Using the Azure Blob Storage Source Component

The Azure Blob Storage Source Component is an SSIS data flow pipeline component that can be used to read/retrieve data from Azure Blob Storage.

The component includes the following two pages to configure how you want to read data.

  • General
  • Columns

General Page

The General page of the Azure Blob Storage Source Component allows you to specify the general settings of the component.

SSIS Azure Blob Storage Source

Source Item Settings
Connection Manager

The Azure Blob Storage Source Component requires a connection in order to connect to Azure Blob Storage. The Connection Manager drop-down will show a list of all connection managers that are available to your current SSIS package.

Source Item Path

The Source Item Path specifies the location of the file or folder that you are trying to read from. Click the ellipsis button ('...') to open up a browser dialog to select an item.

Item Selection Mode

The Item Selection Mode settings specify what sub-items (if any) you wish to retrieve. The available modes are:

  • Selected Item: Retrieves only the item specified at Source Item Path
  • Recursive: Retrieves the selected item (specified by the Source Item Path option) and all sub items recursively.
  • Recursive (Files Only): Retrieves items the same as the Recursive mode but only returns files.
  • Selected Level (Files Only): Retrieves the selected item and all immediate files under the folder as specified by the Source Item Path option.
Misc
Page Size

The Page Size lets you specify the maximum number of blobs to return. The default is set to 1000.

Include Metadata

The Include Metadata lets you specify that blob metadata should be returned in the response.

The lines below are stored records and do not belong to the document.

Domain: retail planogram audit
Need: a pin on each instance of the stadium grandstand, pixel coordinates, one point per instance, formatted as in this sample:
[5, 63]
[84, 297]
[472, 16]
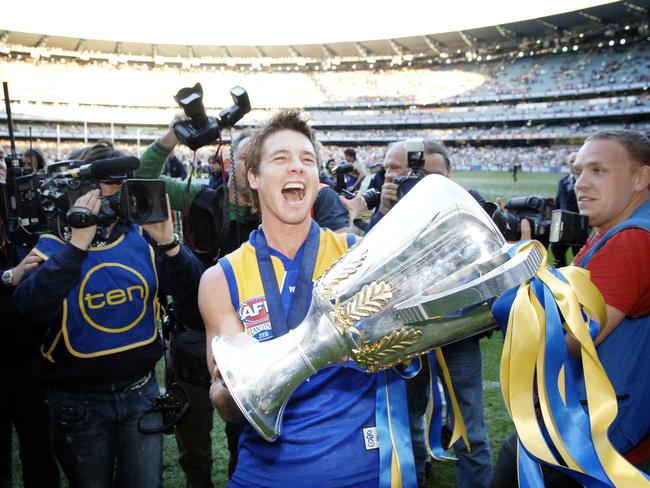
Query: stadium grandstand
[523, 92]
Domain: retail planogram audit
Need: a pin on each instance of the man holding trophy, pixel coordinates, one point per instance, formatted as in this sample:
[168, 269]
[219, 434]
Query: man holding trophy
[272, 276]
[390, 298]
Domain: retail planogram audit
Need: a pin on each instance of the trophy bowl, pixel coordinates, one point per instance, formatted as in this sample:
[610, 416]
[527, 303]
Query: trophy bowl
[423, 277]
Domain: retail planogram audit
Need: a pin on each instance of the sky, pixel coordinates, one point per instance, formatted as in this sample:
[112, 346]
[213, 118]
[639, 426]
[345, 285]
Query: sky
[266, 22]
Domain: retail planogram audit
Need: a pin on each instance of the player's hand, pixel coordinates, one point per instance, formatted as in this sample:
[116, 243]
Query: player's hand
[29, 262]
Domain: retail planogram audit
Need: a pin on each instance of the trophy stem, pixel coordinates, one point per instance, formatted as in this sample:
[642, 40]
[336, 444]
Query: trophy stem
[261, 377]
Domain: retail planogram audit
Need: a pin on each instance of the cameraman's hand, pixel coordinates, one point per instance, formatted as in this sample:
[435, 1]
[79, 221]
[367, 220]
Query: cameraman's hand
[82, 238]
[169, 140]
[29, 262]
[163, 232]
[388, 196]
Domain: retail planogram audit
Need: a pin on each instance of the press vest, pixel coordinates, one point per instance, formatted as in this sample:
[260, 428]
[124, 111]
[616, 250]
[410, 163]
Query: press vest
[625, 355]
[113, 306]
[322, 441]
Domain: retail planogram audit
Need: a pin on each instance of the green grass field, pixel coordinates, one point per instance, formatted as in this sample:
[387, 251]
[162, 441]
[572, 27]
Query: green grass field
[491, 186]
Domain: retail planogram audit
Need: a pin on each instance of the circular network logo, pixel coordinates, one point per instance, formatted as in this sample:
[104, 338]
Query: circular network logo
[113, 297]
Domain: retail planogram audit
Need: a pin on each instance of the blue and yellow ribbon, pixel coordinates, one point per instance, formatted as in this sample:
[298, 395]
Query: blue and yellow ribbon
[539, 316]
[396, 463]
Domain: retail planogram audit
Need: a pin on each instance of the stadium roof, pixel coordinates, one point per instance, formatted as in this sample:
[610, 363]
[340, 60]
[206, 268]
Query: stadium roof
[336, 28]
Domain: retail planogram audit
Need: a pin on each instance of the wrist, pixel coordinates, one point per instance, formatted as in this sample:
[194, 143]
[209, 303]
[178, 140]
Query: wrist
[8, 277]
[80, 243]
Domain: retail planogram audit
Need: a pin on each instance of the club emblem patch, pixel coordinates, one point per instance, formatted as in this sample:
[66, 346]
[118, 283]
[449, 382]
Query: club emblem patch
[254, 314]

Note: Azure Blob Storage supports custom metadata, represented as HTTP headers. When reading custom metadata from Azure Blob Storage, you need to add a new column on the Columns page so that the custom metadata value can be retrieved correctly. The column name should be exactly the same as the HTTP header name, which is usually in an x-ms-meta-{MetadataName} format. E.g. x-ms-meta-FileVersion.

Include Snapshots

The Include Snapshots lets you specify that snapshots should be included in the response.

Include Copy

The Include Copy lets you specify that metadata related to any current or previous Copy Blob operation should be included in the response.

Include Uncommitted Blobs

The Include Uncommitted Blobs lets you specify that blobs for which blocks have been uploaded, but which have not been committed, be included in the response.

Refresh Component Button

Clicking the Refresh Component button causes the component to retrieve the latest metadata and update each field to its most recent metadata.

Expression fx Button

Clicking the fx button to launch SSIS Expression Editor to enable dynamic updates of the property at run time.

Generate Documentation Button

Clicking the Generate Documentation button to generate a Word document that describes the component's metadata including relevant mapping, and so on.

Columns Page

The Columns page of the Azure Blob Storage Source component shows you all available attributes from the object that you specified on the General page.

SSIS Azure Blob Storage Source - Columns Page

On the top left of the grid, you can see a checkbox, which can be used to toggle the selection of all available fields. This is a productive way to check or uncheck all available fields.

The Columns Page grid consists of:

  • Azure Blob Storage Field: Column that will be retrieved from the current item (file or folder).
  • Data Type: The data type of this field. If a data type field is grey and looks like a button clicking on it will cycle through common data types for that field.
  • Properties window for the field listed. These values are configurable:
    • Name: Specify the Column name.
    • Data Type: The data type can be changed according.
    • Length: If the data type specified is a string, the length specified here would be the maximum size. If the data type is not a string, the length will be ignored.
    • Precision: Specify the number of digits in a number.
    • Scale: Specify the number of digits to the right of the decimal point in a number.
    • CodePage: Specify the Code Page of the field.

Note: As a general best practice, you should only select the fields that are needed for the downstream pipeline components.